None of this of course would matter much either if the
sentiments expressed produced no real world consequences or if anything were
being done to tackle the prejudices. Yet there are real-world consequences –
and significant reluctance to tackle them.
Days after Matthew Parris’s Times column, I was cycling out
of Hyde Park across Knightsbridge one Saturday, heading towards home. Seeing me
heading towards a cycle-only section of road, a young man on the pavement aimed
a punch at me. He then guffawed with his friends at how his gesture made me
wobble. I met Ken Livingstone, the then mayor of London, a few days later when
he announced plans for what is now the London Cycle Hire Scheme. I recounted my
story and asked the mayor how he planned to stop such – fairly common –
behaviour from putting new cyclists off. He brushed it aside. “Well, I’ve often
felt like punching a journalist myself,” he droned, before launching into the
story of a constituent who, in his days as a member of parliament, had been
seriously injured when knocked down by a cyclist. Cyclists, he seemed to imply –
against all the evidence – were the real menace.
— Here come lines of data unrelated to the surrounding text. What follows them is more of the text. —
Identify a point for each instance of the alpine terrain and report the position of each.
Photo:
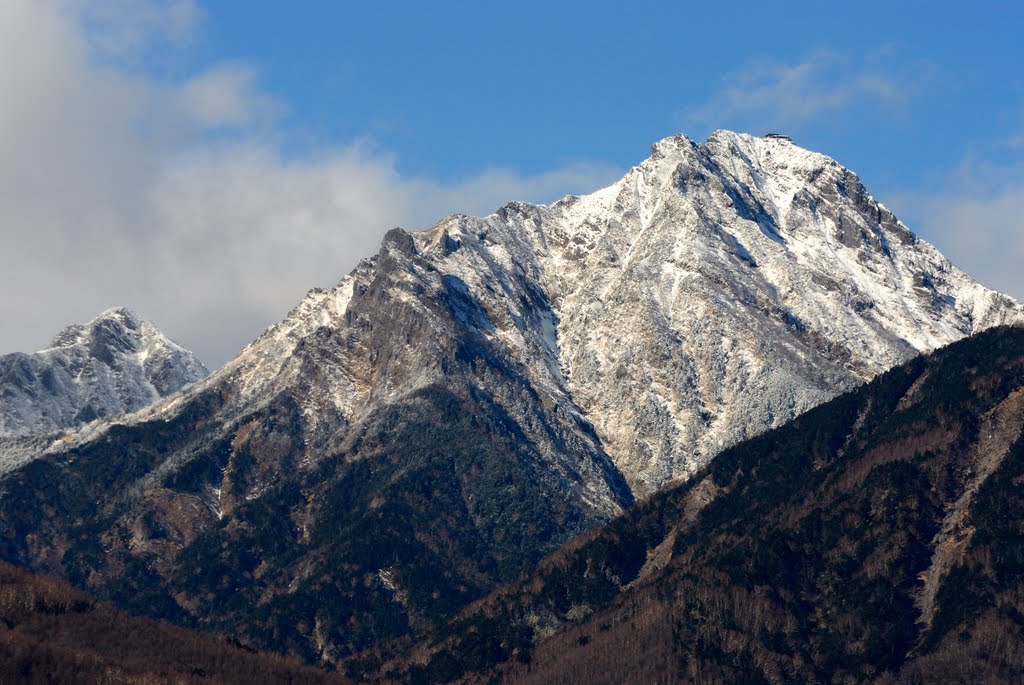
(476, 393)
(116, 364)
(876, 539)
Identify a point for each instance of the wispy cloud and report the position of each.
(121, 188)
(769, 95)
(975, 217)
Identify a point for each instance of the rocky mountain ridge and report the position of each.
(477, 393)
(715, 292)
(116, 364)
(876, 539)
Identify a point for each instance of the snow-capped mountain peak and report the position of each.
(117, 362)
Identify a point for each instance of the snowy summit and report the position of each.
(117, 362)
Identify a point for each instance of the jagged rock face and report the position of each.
(116, 364)
(878, 532)
(715, 292)
(477, 393)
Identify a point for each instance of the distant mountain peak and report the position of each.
(474, 394)
(115, 364)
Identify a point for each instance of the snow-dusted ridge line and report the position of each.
(714, 292)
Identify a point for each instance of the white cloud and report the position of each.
(118, 188)
(772, 96)
(975, 218)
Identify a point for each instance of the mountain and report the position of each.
(477, 393)
(877, 539)
(116, 364)
(52, 633)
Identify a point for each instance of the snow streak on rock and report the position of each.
(713, 293)
(116, 364)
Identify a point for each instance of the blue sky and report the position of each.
(206, 164)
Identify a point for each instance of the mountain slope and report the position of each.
(51, 633)
(114, 365)
(477, 393)
(875, 539)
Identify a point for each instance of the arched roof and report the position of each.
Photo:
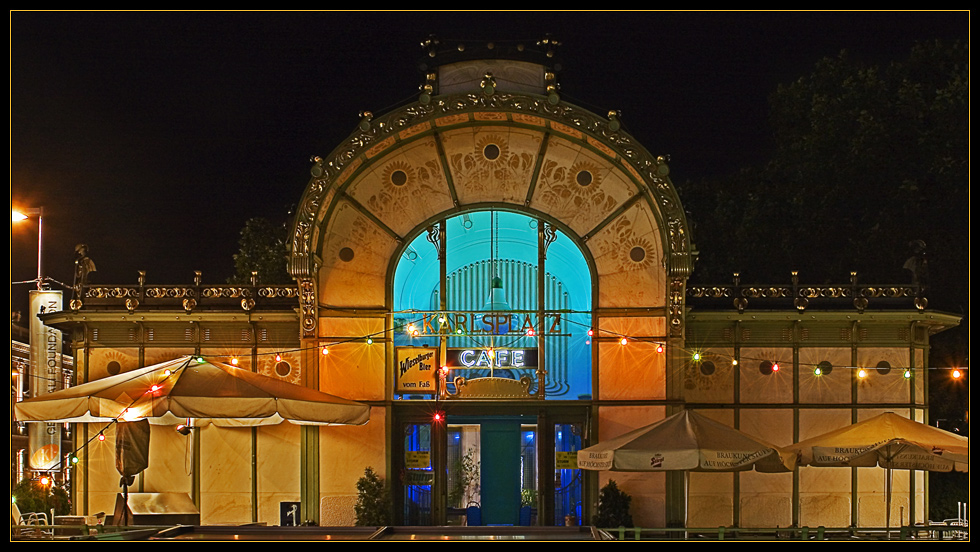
(521, 152)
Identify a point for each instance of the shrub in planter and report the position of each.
(373, 500)
(614, 507)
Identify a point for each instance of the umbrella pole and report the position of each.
(888, 503)
(687, 500)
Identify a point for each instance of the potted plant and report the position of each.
(614, 507)
(373, 500)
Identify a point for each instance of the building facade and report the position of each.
(503, 276)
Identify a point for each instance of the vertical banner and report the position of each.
(45, 375)
(415, 369)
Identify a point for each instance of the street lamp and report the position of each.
(23, 214)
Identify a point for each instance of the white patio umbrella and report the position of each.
(688, 442)
(173, 391)
(890, 441)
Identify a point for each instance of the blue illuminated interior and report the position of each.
(484, 244)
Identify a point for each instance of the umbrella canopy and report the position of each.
(173, 391)
(686, 441)
(887, 440)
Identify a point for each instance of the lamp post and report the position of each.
(23, 214)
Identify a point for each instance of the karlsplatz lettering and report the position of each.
(496, 323)
(419, 359)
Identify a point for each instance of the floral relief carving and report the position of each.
(404, 184)
(574, 193)
(491, 166)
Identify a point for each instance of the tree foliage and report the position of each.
(373, 503)
(261, 248)
(866, 159)
(614, 507)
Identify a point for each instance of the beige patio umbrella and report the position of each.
(688, 442)
(171, 392)
(890, 441)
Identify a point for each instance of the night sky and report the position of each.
(152, 137)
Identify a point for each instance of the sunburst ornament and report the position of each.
(398, 174)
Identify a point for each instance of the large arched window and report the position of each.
(492, 310)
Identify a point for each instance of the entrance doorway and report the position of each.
(491, 470)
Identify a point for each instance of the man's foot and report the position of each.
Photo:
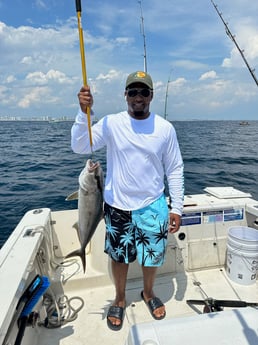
(156, 307)
(115, 317)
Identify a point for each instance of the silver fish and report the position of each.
(90, 205)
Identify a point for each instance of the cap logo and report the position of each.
(140, 75)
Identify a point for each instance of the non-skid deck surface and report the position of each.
(90, 327)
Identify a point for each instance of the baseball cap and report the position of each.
(139, 77)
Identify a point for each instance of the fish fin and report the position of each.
(79, 253)
(76, 226)
(72, 196)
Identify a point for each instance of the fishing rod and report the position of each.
(84, 73)
(166, 98)
(213, 305)
(232, 37)
(144, 39)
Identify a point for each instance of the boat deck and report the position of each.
(90, 326)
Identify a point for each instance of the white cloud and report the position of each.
(208, 75)
(42, 62)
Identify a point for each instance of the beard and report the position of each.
(138, 113)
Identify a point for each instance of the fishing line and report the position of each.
(84, 72)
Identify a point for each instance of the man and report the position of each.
(142, 148)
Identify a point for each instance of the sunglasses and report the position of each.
(135, 92)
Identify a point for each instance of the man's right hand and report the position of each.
(85, 98)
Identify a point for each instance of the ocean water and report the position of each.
(38, 168)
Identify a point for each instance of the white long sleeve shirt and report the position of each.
(139, 154)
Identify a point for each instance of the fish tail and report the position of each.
(81, 254)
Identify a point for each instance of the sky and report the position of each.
(188, 53)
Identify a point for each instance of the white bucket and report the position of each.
(242, 255)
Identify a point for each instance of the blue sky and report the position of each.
(40, 67)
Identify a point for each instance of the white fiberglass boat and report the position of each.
(205, 271)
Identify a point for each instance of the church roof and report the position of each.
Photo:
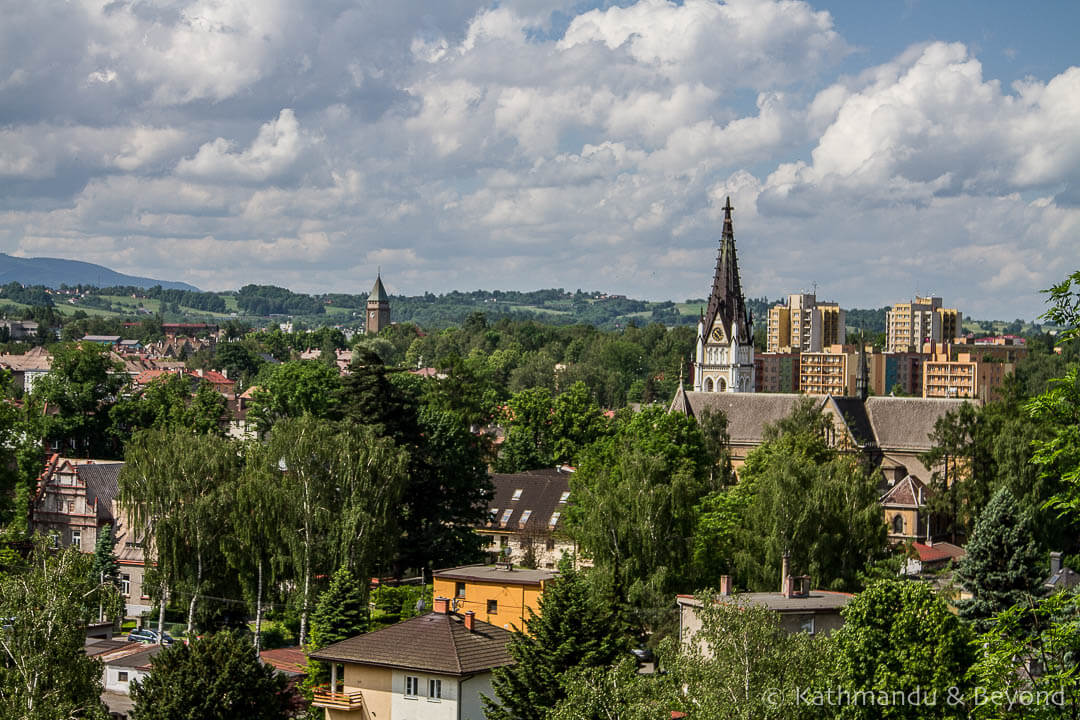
(726, 302)
(906, 422)
(378, 293)
(747, 413)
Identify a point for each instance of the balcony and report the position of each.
(349, 700)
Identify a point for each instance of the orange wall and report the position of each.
(511, 600)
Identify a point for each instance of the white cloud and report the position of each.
(271, 153)
(226, 141)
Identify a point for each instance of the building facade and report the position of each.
(498, 594)
(433, 667)
(378, 308)
(910, 324)
(525, 518)
(73, 501)
(724, 356)
(777, 372)
(802, 324)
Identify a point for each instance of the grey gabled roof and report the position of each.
(747, 413)
(541, 491)
(906, 422)
(102, 485)
(435, 642)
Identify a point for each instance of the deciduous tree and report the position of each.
(44, 605)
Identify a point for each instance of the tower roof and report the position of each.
(378, 293)
(726, 302)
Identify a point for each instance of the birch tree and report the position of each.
(338, 490)
(173, 484)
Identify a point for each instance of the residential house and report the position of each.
(932, 557)
(72, 501)
(800, 608)
(525, 517)
(27, 368)
(500, 594)
(433, 667)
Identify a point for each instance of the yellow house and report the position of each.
(432, 667)
(499, 594)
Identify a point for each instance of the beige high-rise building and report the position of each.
(910, 324)
(805, 325)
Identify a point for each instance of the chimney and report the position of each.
(797, 587)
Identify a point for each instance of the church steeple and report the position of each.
(724, 358)
(378, 307)
(726, 302)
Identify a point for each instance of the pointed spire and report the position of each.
(863, 378)
(726, 302)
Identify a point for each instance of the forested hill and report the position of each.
(53, 272)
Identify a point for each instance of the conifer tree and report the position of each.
(341, 612)
(572, 630)
(1003, 565)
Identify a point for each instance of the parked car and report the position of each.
(146, 635)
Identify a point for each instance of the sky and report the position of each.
(872, 150)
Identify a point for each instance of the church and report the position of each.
(890, 433)
(724, 356)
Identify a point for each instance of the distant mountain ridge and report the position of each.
(53, 272)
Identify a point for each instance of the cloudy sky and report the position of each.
(872, 150)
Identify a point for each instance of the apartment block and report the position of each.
(827, 372)
(777, 372)
(802, 324)
(963, 375)
(910, 324)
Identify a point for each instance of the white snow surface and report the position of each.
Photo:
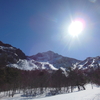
(32, 65)
(88, 94)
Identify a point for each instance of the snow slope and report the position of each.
(88, 94)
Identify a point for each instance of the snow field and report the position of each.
(88, 94)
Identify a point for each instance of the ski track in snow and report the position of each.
(88, 94)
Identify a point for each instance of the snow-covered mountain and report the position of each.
(14, 57)
(55, 59)
(91, 63)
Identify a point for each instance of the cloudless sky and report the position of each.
(41, 25)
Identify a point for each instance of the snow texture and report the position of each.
(88, 94)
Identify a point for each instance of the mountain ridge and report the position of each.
(14, 57)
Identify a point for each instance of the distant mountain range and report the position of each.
(14, 57)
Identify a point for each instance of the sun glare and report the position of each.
(75, 28)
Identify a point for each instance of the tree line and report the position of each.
(36, 82)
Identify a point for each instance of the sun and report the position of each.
(75, 28)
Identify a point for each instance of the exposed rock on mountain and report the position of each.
(55, 59)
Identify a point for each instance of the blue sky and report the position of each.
(41, 25)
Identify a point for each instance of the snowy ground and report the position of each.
(88, 94)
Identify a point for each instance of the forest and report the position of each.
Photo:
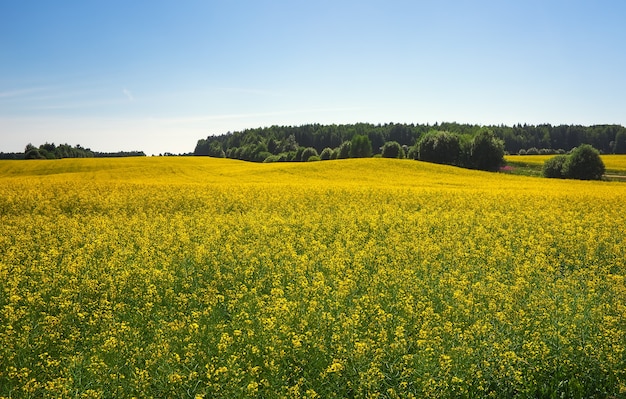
(52, 151)
(288, 143)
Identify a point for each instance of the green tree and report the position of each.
(308, 153)
(553, 167)
(392, 149)
(361, 146)
(326, 154)
(620, 143)
(584, 163)
(487, 151)
(439, 147)
(344, 150)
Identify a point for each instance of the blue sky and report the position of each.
(159, 75)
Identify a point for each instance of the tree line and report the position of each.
(450, 143)
(52, 151)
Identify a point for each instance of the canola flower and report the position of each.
(196, 277)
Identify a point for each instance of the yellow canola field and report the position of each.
(199, 277)
(615, 164)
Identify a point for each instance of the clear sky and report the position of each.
(156, 76)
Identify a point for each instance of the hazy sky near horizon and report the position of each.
(158, 75)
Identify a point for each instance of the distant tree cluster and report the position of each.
(286, 143)
(583, 163)
(478, 149)
(52, 151)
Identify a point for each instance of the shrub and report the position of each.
(486, 151)
(553, 167)
(326, 154)
(392, 149)
(584, 163)
(439, 147)
(360, 147)
(307, 153)
(344, 150)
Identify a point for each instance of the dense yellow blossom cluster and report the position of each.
(371, 278)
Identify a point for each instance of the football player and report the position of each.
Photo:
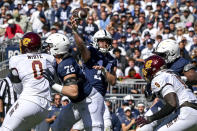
(169, 87)
(32, 106)
(99, 66)
(169, 50)
(85, 100)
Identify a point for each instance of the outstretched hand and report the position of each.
(141, 121)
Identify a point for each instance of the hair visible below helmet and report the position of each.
(102, 34)
(59, 43)
(152, 65)
(30, 42)
(169, 50)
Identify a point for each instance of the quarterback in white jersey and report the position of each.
(32, 106)
(178, 98)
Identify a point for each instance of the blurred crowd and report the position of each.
(137, 26)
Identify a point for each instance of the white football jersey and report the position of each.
(166, 81)
(30, 67)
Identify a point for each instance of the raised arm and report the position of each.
(85, 53)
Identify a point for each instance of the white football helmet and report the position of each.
(59, 44)
(102, 34)
(169, 50)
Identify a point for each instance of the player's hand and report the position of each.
(133, 121)
(74, 22)
(140, 121)
(104, 71)
(52, 78)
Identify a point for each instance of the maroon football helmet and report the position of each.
(31, 42)
(152, 65)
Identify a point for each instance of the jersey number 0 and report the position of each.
(37, 69)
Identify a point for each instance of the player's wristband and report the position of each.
(57, 87)
(184, 78)
(1, 114)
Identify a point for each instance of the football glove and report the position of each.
(52, 78)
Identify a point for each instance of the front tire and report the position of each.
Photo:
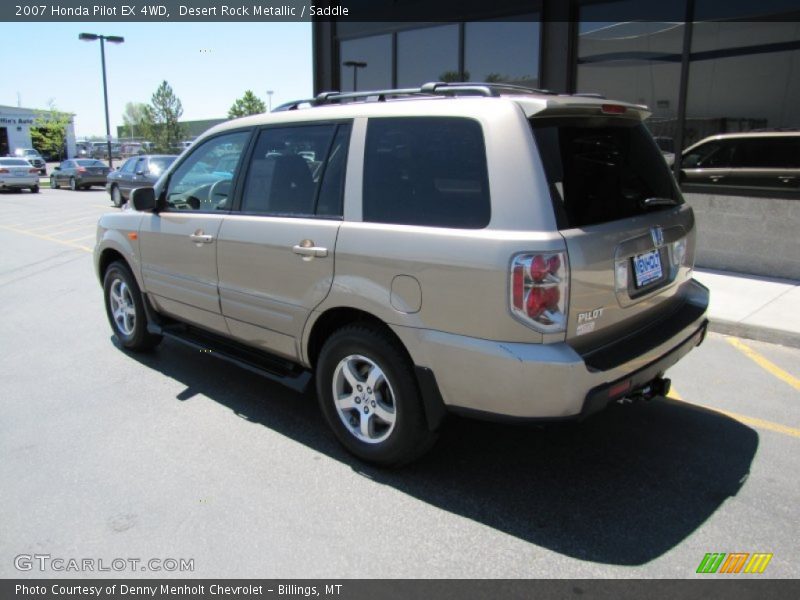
(125, 309)
(369, 396)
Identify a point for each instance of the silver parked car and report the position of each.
(483, 249)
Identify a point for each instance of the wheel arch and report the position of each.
(335, 318)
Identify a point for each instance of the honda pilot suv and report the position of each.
(480, 249)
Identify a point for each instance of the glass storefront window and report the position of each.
(503, 51)
(429, 54)
(376, 74)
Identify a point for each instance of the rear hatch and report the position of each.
(629, 235)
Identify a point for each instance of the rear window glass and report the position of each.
(426, 171)
(602, 169)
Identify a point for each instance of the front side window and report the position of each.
(286, 169)
(128, 166)
(204, 181)
(601, 170)
(426, 171)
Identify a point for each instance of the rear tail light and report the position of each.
(540, 289)
(613, 109)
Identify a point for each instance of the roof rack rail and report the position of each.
(433, 88)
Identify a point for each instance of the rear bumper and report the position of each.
(91, 180)
(19, 182)
(501, 380)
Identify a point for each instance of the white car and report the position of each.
(18, 173)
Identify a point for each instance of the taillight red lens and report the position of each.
(612, 109)
(539, 289)
(518, 285)
(536, 302)
(538, 268)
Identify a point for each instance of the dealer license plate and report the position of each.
(647, 268)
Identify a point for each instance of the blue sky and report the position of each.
(208, 65)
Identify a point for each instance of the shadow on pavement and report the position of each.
(621, 488)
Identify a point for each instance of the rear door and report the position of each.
(276, 254)
(629, 235)
(179, 243)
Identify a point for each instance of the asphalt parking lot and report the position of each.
(176, 454)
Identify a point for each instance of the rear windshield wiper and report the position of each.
(655, 201)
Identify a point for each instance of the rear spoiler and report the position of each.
(571, 106)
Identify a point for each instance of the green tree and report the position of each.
(134, 118)
(249, 104)
(163, 116)
(454, 76)
(49, 131)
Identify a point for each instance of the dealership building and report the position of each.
(15, 129)
(701, 66)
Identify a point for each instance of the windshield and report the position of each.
(602, 169)
(160, 163)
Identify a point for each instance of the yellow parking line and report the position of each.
(755, 422)
(84, 226)
(48, 238)
(765, 364)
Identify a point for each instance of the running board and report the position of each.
(261, 363)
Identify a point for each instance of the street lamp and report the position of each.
(356, 64)
(114, 39)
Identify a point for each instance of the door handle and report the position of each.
(308, 250)
(198, 237)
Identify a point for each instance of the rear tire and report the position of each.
(369, 396)
(125, 309)
(116, 196)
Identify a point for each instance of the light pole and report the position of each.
(356, 64)
(114, 39)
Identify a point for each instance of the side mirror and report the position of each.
(144, 199)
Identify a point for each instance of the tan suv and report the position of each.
(482, 249)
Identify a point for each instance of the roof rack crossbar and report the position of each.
(432, 88)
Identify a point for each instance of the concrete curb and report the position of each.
(755, 332)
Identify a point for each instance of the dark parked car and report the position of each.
(137, 171)
(758, 160)
(79, 174)
(33, 157)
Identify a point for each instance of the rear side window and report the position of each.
(602, 169)
(426, 171)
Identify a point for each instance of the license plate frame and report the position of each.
(647, 268)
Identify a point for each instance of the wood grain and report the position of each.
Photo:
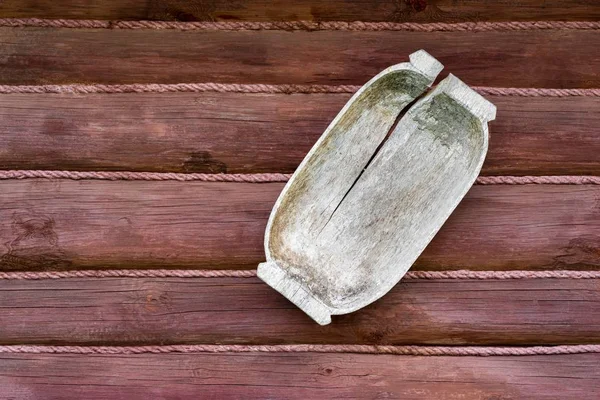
(246, 133)
(247, 311)
(336, 10)
(298, 376)
(555, 59)
(101, 224)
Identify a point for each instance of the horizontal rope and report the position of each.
(143, 176)
(303, 25)
(266, 177)
(175, 273)
(264, 89)
(474, 351)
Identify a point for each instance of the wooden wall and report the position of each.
(59, 224)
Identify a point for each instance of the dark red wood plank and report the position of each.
(246, 133)
(67, 224)
(298, 376)
(336, 10)
(550, 58)
(127, 311)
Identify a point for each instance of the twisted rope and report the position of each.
(179, 87)
(302, 25)
(539, 180)
(264, 89)
(174, 273)
(144, 176)
(473, 351)
(266, 177)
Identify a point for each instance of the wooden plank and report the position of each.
(521, 59)
(298, 376)
(67, 224)
(128, 311)
(246, 133)
(286, 10)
As long as veteran left-wingers like London’s former mayor
continue to make common cause with the worst parts of the right-wing press and
the least reflective motorists on cyclists’ rights, cycling in London – and many
other parts of the developed world – will remain an activity for the determined
few. When it becomes as unthinkable to joke about cyclists deserving death as
it rightly is about any other group, tempers on the roads might less easily get frayed.